Les escaliers du Montmartre, Paris.
Brassai

Óleo sobre tela

....e como era aquele tempo em que as pessoas não tinham fotos amareladas para ver ? aquela chinesa ali, tão grávida, que parou para descansar [o marido americano segura a bolsa enquanto isso. bolsa de mulher] tem em casa uma foto antiga da mãe na China. da sua boca sairá uma filha que ela quererá perfeita e, quem sabe, cristã. mas aquele outro casal que passa, ele chinês, ela chinesa, observa sem pudor aquela que ali descansa o seu ventre já quase maduro e o marido que segura ternamente a bolsa feminina.

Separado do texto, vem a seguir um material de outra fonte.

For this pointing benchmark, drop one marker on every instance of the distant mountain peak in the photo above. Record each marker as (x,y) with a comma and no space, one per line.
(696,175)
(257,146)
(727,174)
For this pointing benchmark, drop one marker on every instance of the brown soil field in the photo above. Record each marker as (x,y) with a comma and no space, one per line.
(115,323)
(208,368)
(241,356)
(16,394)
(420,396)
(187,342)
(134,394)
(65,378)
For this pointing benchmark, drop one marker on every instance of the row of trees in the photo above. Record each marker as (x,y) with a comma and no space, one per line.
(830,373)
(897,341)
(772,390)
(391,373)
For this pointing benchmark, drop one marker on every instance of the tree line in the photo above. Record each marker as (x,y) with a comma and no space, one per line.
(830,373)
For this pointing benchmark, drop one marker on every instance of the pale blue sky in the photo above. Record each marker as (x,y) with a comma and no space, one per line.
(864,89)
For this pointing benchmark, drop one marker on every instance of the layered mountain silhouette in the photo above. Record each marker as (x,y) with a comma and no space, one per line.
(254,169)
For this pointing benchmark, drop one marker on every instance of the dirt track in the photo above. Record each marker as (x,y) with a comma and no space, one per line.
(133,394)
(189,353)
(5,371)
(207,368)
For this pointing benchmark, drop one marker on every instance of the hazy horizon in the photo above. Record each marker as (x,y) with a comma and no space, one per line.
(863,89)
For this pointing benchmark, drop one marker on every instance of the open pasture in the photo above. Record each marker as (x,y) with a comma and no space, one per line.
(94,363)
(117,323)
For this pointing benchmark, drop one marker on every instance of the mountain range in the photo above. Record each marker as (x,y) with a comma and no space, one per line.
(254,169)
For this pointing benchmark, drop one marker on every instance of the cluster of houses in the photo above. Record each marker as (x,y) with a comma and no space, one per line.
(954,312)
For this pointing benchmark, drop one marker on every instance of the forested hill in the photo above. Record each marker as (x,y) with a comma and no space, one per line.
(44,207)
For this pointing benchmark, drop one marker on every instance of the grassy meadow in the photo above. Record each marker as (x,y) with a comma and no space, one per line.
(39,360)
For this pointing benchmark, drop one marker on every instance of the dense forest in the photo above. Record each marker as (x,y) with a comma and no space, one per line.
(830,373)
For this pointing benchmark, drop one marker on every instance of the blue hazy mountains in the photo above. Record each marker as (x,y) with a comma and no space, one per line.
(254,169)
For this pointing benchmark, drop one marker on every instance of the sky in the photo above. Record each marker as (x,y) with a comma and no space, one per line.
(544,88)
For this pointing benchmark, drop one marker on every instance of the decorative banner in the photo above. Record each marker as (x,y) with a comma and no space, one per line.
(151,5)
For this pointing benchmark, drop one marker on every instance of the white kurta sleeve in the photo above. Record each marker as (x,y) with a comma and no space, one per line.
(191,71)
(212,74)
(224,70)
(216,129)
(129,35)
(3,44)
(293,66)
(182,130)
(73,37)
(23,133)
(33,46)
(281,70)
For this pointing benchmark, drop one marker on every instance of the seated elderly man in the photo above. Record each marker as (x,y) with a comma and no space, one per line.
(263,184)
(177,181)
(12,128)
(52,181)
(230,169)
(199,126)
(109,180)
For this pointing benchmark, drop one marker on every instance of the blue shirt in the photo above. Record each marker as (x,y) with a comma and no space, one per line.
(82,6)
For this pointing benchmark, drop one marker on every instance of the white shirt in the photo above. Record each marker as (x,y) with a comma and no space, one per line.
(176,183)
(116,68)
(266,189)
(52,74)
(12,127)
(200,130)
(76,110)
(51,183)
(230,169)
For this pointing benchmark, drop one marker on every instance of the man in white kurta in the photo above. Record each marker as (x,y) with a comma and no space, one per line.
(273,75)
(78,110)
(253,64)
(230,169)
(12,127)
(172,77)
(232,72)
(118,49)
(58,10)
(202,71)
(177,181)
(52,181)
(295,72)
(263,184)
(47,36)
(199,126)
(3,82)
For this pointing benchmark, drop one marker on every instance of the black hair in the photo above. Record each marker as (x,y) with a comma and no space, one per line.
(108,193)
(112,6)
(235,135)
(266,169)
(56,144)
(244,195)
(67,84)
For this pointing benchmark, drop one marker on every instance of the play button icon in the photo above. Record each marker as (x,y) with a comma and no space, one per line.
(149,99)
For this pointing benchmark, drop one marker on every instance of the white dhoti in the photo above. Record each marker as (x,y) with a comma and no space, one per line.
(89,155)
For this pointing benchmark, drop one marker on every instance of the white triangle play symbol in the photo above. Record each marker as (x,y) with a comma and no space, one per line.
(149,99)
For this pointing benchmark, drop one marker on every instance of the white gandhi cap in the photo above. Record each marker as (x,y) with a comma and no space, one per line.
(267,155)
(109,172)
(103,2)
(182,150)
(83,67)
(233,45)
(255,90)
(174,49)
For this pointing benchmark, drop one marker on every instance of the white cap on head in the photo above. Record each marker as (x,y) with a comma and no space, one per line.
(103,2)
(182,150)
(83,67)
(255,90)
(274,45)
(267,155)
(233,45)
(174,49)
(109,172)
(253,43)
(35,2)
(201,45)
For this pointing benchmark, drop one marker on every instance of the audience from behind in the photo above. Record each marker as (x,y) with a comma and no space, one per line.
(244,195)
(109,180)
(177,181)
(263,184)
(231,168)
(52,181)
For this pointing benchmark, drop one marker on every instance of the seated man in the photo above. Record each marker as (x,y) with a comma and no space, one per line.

A bolsa outra, dia desses, rebentará e uma menina muito linda e mista verá a luz. mas o olhar do outro casal lançou uma sombra na boca da grávida. a boca mensageira, corrosiva ou libertária, a boca que recriará uma avó chinesa, uma língua chinesa e os parques da China tão mais vastos e verdes que este americano e plástico. a graça imperfeita da China parecerá tão distante e a foto da avó desdentada e camponesa será uma irrealidade. a mãe entoará berceuses em chinês. deve existir berceuses em chinês. sim.